Btw, a history professor requires his grad students to read the Federal Papers, and they complained vehemently that these writings were too difficult to read. The professor smiled wryly and said, "Well, they were written to be read by 19th century farmers who dropped out of school after the 7th grade! Why have our standards of reading and writing slipped so badly in recent decades?
It is very simple: education has become a commodity to be traded, sold and marketed by qualification.
It isn't simply about education. The elephant in the room regarding the degeneracy of education is
money - specifically allocation and funding.
If the students came to environments meant for learning, instead of environments meant for small NYC lounge parties with textbokks, then what is to be expected?
Up to date textbooks inspire - that requires money.
Up to date enrichment materials (whiteboards, interfacing, computers, paper, etc.) inspires learning - that requires money.
Administration that understands how to manage the status quo
and care for student and educator well being requires education and training. That requires money.
School buildings with new or renovated laboratories, shops, and activity areas (libraries, gyms, showers and weight rooms, kitchen, etc.) inspire students. That requires money.
Quality well-balanced meals rich in nutrition for breakfast and lunch will continue student energy reserves to learn. Even more, it should be mandatory that students get a basic nutritious meal for free - especially if it is required for the student to attend school. This requires money.
Another smaller elephant in the room is the way in which public schools are operated in order to maximize budget allowances. If you get $X/per student per day, then of course administrators will promote
attendance over mastery. Enriching the student educational experience becomes tertiary to budgets, and infrastructure.
Social programming in public schools is a
consequence of the degeneracy of pedagogy - from an administrative level.
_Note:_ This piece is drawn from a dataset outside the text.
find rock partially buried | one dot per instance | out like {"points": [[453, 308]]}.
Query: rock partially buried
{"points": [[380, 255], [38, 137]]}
When there are little to no resources to effectively teach, and the students are
required to come to classes with outdated books, limited materials and unenthusiastic educators (lacking resources to begin with,) then what is to be expected? It sets up a perfect storm for social engineering.
Psychologically speaking, the "headship" of the class, the teacher, is seen as lacking to the students in classes lacking resources and funding. Naturally, this creates a "vacuum" of authority waiting to be filled. Students, then, begin to fall in social order and hierarchy. This can permeate the entire institution. It all comes back to money as a universal motivator (unfortunately.)
One person isn't going to fix it; indeed, the army of educators that care and work to teach students for mastery - despite pay or treatment - still fight uphill battles.
It isn't easy for an educator to see "student failure," and not blame ourselves in some way. We take what we do seriously, and it is insulting when someone who has little experience "in the trenches" makes such "axiomatic" statements as in the OP.